Recently I attended Open Web Camp 6 (@OpenWebCamp) at the beautiful PayPal headquarters in sunny San Jose, California. Like every year, the event is coordinated by @JohnFoliot. If you want to review the Twitter feed, the hash tag is #OWC6.
Like last year, the cost of the event was only $10, and attendees get a nice lunch, a t-shirt, and some other swag. The networking was good and the energy was great!
There was a variety of topics but accessibility was the most prominent.
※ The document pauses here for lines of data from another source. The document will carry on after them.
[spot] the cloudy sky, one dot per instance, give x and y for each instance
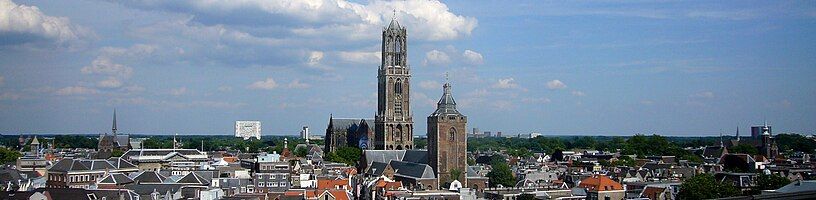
(596, 67)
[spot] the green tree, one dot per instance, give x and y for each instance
(704, 186)
(348, 155)
(301, 152)
(456, 173)
(117, 153)
(770, 182)
(500, 174)
(8, 155)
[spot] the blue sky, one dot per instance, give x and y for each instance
(592, 67)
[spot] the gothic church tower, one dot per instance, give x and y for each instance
(394, 125)
(447, 140)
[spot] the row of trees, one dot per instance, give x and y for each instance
(641, 145)
(705, 186)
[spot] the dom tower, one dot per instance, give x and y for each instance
(394, 123)
(447, 140)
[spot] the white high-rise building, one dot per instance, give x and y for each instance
(248, 129)
(305, 134)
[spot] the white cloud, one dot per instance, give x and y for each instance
(22, 19)
(9, 96)
(110, 82)
(704, 95)
(436, 57)
(556, 84)
(360, 56)
(178, 91)
(314, 58)
(104, 66)
(541, 100)
(430, 85)
(479, 93)
(224, 89)
(133, 88)
(429, 20)
(76, 90)
(473, 57)
(296, 84)
(136, 51)
(267, 84)
(506, 83)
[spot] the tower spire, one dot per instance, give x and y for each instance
(737, 133)
(721, 143)
(113, 128)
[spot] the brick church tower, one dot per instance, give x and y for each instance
(394, 124)
(447, 140)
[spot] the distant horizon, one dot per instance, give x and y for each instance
(567, 68)
(415, 136)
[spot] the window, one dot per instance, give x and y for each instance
(398, 86)
(397, 45)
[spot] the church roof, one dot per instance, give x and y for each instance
(394, 24)
(412, 170)
(446, 104)
(35, 141)
(343, 124)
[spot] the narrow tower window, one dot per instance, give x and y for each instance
(398, 87)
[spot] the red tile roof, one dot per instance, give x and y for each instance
(600, 183)
(332, 184)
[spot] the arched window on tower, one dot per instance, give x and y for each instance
(398, 49)
(397, 45)
(398, 87)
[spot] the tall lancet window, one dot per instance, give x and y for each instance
(397, 45)
(398, 87)
(398, 49)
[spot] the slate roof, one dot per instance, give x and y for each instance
(194, 178)
(148, 189)
(600, 183)
(394, 24)
(376, 168)
(416, 156)
(446, 104)
(120, 163)
(798, 186)
(148, 177)
(116, 178)
(114, 194)
(343, 124)
(712, 152)
(412, 170)
(69, 164)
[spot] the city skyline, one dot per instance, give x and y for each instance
(196, 68)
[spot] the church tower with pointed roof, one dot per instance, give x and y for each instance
(447, 140)
(394, 124)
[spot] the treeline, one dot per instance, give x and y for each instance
(640, 145)
(223, 142)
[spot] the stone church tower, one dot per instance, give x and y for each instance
(447, 140)
(394, 124)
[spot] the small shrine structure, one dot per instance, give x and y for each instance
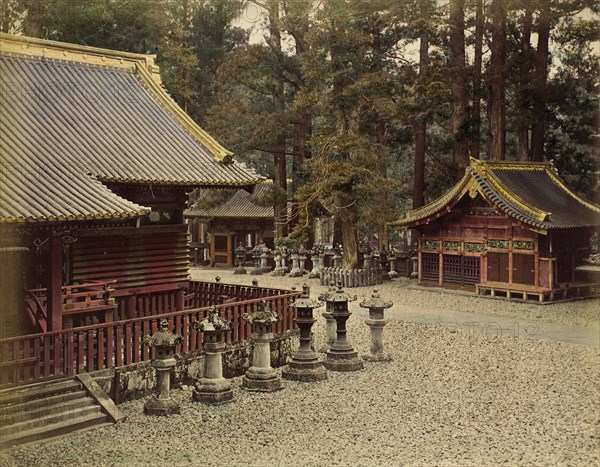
(512, 229)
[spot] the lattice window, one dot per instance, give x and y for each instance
(471, 269)
(430, 266)
(431, 244)
(452, 268)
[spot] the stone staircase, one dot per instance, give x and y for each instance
(51, 409)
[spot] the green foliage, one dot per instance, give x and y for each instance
(349, 68)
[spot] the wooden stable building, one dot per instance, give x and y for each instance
(96, 164)
(220, 220)
(506, 228)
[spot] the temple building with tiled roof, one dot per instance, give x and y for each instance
(506, 228)
(96, 163)
(220, 220)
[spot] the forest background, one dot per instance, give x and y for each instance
(364, 108)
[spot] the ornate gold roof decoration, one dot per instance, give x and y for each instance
(517, 189)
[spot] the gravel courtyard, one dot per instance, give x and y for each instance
(451, 396)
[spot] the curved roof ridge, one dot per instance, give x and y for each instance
(486, 171)
(435, 205)
(530, 193)
(142, 65)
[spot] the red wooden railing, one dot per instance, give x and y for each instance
(199, 294)
(80, 350)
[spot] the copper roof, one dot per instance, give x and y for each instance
(73, 116)
(241, 204)
(531, 193)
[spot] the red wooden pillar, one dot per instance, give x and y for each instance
(131, 305)
(54, 303)
(179, 300)
(230, 250)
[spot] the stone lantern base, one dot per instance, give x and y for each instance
(305, 367)
(382, 357)
(343, 360)
(156, 406)
(211, 391)
(304, 374)
(260, 380)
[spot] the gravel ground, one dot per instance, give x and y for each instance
(449, 397)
Here are the highlights:
- Derek Featherstone (@feather) presented Accessible Design: Which “everyone” do you mean? where he discussed accessibility challenges for users of assistive technology such as voice recognition and screen magnifiers.
- Dylan Wilbanks (@dylanw) presented a thought-provoking session Meditations on making fire-proof, failure-proof, future-proof things.
- Dirk @Ginader presented Teach your Browser new tricks where he discusses longdesc and browser extensions.
- @KarlGroves spoke about accessibility testing and his app Tenon.
- The Twitter talk “Connecting to the pulse of the planet” was disappointing. It was much more of a 25-minute sales pitch than a tech talk.
All in all, it was another successful web event. Hoping for an OWC7!